ぼくは小学4年生のころ初めてメガネをかけました。いやでしかたありませんでした。案の定、「やーいメガネ!」とからかわれました。相手にくってかかると、「へーえ、メガネをメガネと言ったら悪いのか!」と言い返されました。
アイヌの人たちの多くが、子どものころ「あっ、イヌが来た」と言われてくやしい思いをしたといいます。抗議すると「お前じゃない、犬が来たと言ったんだ」ととぼけたり、「アイヌにアイヌと言ったら悪いのか」と開き直られたりしたものだと。 そのアイヌをかつて「旧土人」と呼ぶ「旧土人保護法」という法律がありました。保護を謳いながら実際にはアイヌを差別し、土地を収奪する役割を果たすような法律でしたが、廃止されたのはなんと先ごろの1997年でした。 土人とは本来は「土着の人」「先住の人」という意味です。ですからこの言葉には本来差別的な意味合いはないのでしょう。しかし、戦後生まれのぼくたちにとって、土人とは漫画「冒険ダン吉」に出てくる、石器時代を生きているような、裸で暮らす人々というイメージがつきまといます。だれかを土人と呼ぶことにはためらいがあるし、だれかに言われれば怒りを感じるのはそのためです。 「やーい、メガネ!」とからかわれることを訴えた生徒に「メガネという言葉は、必ずしも差別的な言葉ではない」と言う先生がいたら、マスコミや政治家は大バッシングをするはずです。いじめを放置、教育者失格などと。

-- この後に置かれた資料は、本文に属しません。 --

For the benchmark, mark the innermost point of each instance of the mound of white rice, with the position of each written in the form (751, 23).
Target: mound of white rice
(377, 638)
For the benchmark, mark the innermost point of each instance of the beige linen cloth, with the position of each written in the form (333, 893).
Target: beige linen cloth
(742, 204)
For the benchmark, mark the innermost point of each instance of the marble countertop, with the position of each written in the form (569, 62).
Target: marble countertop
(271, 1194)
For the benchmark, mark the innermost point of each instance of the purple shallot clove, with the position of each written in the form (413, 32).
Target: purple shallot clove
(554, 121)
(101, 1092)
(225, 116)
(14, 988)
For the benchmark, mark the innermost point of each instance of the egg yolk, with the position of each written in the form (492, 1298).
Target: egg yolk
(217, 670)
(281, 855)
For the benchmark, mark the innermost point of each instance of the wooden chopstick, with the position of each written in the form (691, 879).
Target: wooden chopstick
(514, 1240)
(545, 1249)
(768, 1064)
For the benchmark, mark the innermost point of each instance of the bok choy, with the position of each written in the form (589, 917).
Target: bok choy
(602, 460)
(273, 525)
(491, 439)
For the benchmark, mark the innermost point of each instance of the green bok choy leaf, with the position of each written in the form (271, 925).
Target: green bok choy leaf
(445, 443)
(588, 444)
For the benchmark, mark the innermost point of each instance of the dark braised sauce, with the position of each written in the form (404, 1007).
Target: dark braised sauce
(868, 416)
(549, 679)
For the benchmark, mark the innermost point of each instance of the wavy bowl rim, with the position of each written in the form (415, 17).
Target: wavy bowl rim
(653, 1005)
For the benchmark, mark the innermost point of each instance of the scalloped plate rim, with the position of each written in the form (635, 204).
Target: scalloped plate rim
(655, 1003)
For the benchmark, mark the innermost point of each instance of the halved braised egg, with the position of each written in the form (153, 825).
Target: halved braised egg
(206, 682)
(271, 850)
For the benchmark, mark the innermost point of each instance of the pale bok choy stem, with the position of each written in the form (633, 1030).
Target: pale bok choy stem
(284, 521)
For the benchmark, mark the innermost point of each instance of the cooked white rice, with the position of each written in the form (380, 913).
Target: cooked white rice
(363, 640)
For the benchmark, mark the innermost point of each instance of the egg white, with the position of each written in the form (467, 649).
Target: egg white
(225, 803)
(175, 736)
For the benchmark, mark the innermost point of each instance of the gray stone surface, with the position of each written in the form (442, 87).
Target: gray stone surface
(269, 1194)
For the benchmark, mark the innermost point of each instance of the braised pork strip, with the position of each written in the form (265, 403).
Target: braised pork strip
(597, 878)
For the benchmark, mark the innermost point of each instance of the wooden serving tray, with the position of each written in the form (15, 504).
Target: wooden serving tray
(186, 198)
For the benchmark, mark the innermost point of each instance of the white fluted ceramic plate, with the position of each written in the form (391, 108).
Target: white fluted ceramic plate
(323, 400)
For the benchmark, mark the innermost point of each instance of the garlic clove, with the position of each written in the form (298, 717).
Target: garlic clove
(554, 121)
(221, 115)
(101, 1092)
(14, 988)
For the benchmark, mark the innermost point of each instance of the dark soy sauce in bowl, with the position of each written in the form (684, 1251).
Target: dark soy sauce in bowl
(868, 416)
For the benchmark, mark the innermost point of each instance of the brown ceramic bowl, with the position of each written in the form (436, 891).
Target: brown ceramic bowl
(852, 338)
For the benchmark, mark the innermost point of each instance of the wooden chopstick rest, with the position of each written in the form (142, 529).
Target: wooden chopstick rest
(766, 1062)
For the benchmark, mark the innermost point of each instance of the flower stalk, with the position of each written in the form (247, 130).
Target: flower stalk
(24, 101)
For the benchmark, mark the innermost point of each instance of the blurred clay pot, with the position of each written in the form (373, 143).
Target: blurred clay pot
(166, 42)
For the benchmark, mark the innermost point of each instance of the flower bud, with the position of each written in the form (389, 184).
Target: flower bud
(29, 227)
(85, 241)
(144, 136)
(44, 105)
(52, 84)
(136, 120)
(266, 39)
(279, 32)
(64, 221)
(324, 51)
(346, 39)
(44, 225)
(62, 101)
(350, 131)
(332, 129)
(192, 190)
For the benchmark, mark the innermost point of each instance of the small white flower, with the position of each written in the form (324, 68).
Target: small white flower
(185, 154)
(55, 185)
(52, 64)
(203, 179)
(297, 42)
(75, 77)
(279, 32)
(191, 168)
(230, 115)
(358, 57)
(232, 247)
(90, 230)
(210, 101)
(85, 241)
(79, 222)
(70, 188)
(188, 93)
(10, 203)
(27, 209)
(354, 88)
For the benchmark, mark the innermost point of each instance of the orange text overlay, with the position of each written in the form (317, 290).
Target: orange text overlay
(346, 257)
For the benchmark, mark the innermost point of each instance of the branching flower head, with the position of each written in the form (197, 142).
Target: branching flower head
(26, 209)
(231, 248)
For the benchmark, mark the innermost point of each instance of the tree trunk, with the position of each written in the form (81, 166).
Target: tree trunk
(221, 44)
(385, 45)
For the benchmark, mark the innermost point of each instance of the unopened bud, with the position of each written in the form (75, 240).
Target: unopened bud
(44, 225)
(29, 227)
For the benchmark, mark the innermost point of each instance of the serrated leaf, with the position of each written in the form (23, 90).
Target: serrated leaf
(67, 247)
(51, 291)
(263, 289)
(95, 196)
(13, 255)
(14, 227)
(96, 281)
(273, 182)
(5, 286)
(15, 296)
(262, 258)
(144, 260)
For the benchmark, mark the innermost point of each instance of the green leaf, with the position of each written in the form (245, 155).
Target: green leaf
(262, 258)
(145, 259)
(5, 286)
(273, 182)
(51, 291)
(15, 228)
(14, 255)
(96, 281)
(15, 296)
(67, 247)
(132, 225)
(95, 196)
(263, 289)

鶴保氏の発言は、冒頭の「メガネと言ったら悪いのか」と同程度の、問題の本質をねじまげるものでしかありません。昔の親なら、子どもがこんな減らず口をたたいたら、思いきり張り倒したでしょうに。しかし今では親が、相手の家、あるいは注意をした先生の学校の校長室に「メガネと言ったら悪いのか!」と怒鳴りこみ、土下座をさせる時代です。そういえば、身内の不祥事をかばう政権の面々が、まるでモンスターペアレントに見えてきました。
ぼくが「メガネ」といわれてくやしかったのは、メガネをメガネと言って何が悪いと開き直る悪童の、相手を見下す卑しい根性と、屁理屈で開き直る卑怯さに対してでした。「この土人が」という言葉には、沖縄を植民地のように見下す内地人の優越感が透けて見えます。(因みに、戦後も沖縄を占領し続けた米軍は、沖縄は日本の植民地だと認識しているといいます。米軍には、植民地沖縄を日本から開放したのだという意識があったのかもしれませんね。脱線ついでに言えば、米軍が沖縄で土地を取り上げたやりかたは、アメリカ先住民に対するのと全く同じだという指摘があります。) 現政権の、沖縄に対する態度も、内地だったらあり得ないような高圧的なものです。「土人」発言は、権力の走狗(かつてぼくたちは、機動隊員をそう罵倒したものですが)が、そういった雰囲気を察知して浮かれてしまったということなのでしょう。